An anderer Stelle, etwa beim Bereuungsschlüssel, wurde man zwar konkreter, die geplanten Änderungen in diesem Bereich werden allerdings inhaltlich vielfach kritisiert. Der Betreuungsschlüssel beschreibt das Verhältnis von Betreuungspersonen und betreuten Kindern. Beatrix Madlener-Tonetti vom Landesverband selbstorganisierter Kindergruppen und Elterninitiativen rechnet vor, dass früher bei einer Gruppe Kindern unter drei Jahren die Betreuung nach dem Schlüssel eins zu drei stattfinden musste und maximal neun Kinder in einer Gruppe sein durften. Heute liegt der Schlüssel bei eins zu fünf und zwölf Kindern. Der alte Schlüssel kommt nur noch zur Anwendung, wenn vorwiegend (oder insgesamt mehr als vier) Null- und Einjährige in einer Gruppe sind.

Fachkraft-Kind-Relation ist entscheidend

In der Studie „Frühe Bildung in Vorarlberg“ der AK Vorarlberg wird die Fachkraft-Kind-Relation als Schlüssel zur guten Bildung, Erziehung und Betreuung betont. Man muss keine Wissenschaftlerin sein, um nachvollziehen zu können, dass weniger Personal und größere Gruppen weder im Sinne der Kinder noch der Pädagog:innen sein können. Die Autor:innen der Studie nennen für Kinder unter drei Jahren eine Fachkraft-Kind-Relation von mindestens eins zu drei, eins zu acht bei Gruppen mit Drei- bis Sechsjährigen und eins zu zehn bei Fünf- bis Sechsjährigen. Der geplante Betreuungsschlüssel muss unbedingt angepasst werden!

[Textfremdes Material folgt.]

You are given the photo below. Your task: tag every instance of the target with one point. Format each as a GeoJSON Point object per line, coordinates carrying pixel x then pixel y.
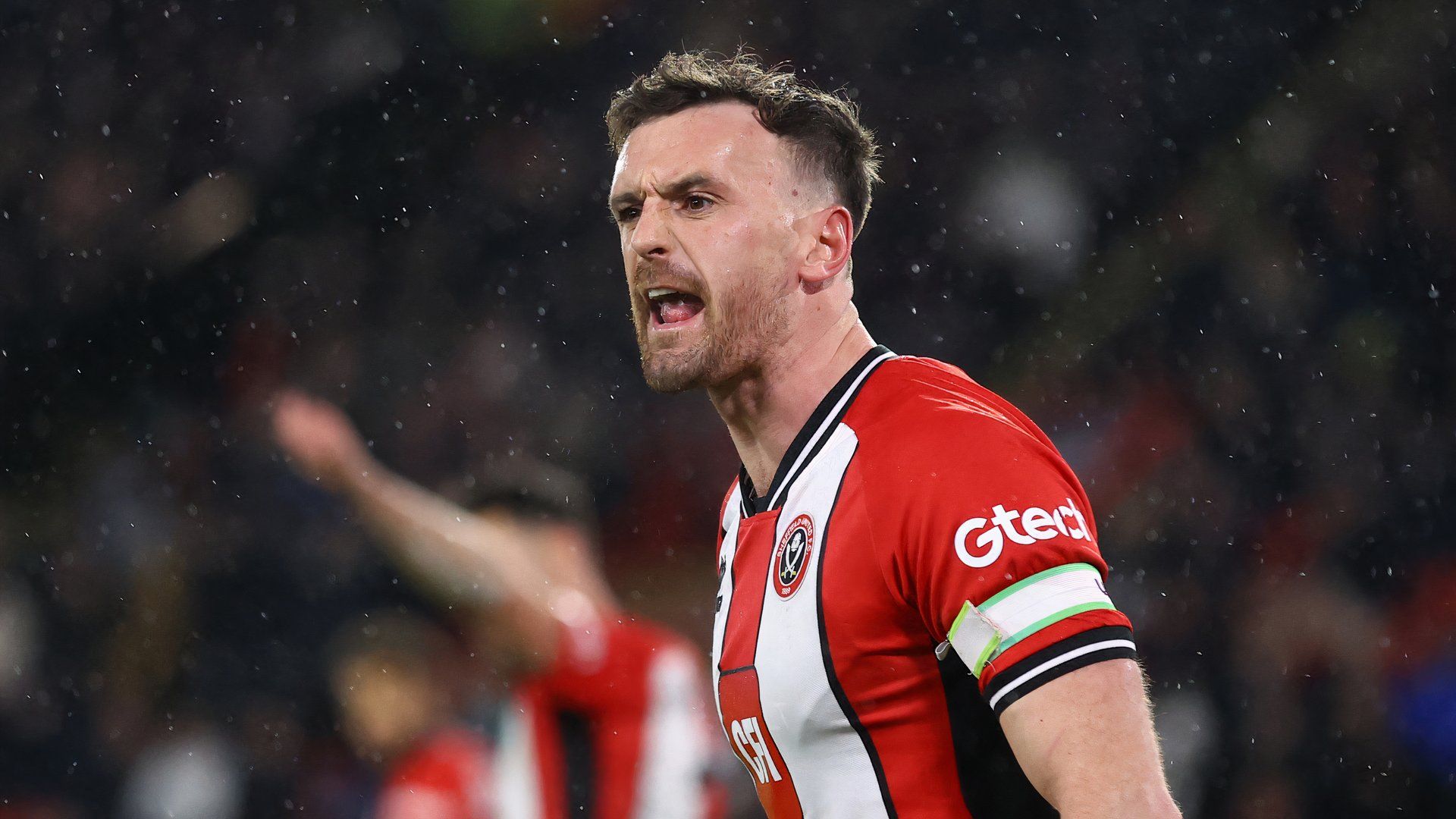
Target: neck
{"type": "Point", "coordinates": [766, 409]}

Eines steht fest: der Ausbau der Kinderbildungs- und Betreuungseirichtungen darf nicht mit einem Abbau der Qualität einhergehen. Die AK Vorarlberg und viele weitere Akteure haben ihre konstruktiven Verbesserungsvorschläge auf den Tisch gelegt. Die Probleme sind bekannt. Die Lösungen auch. Jetzt liegt der Ball bei der Landesregierung.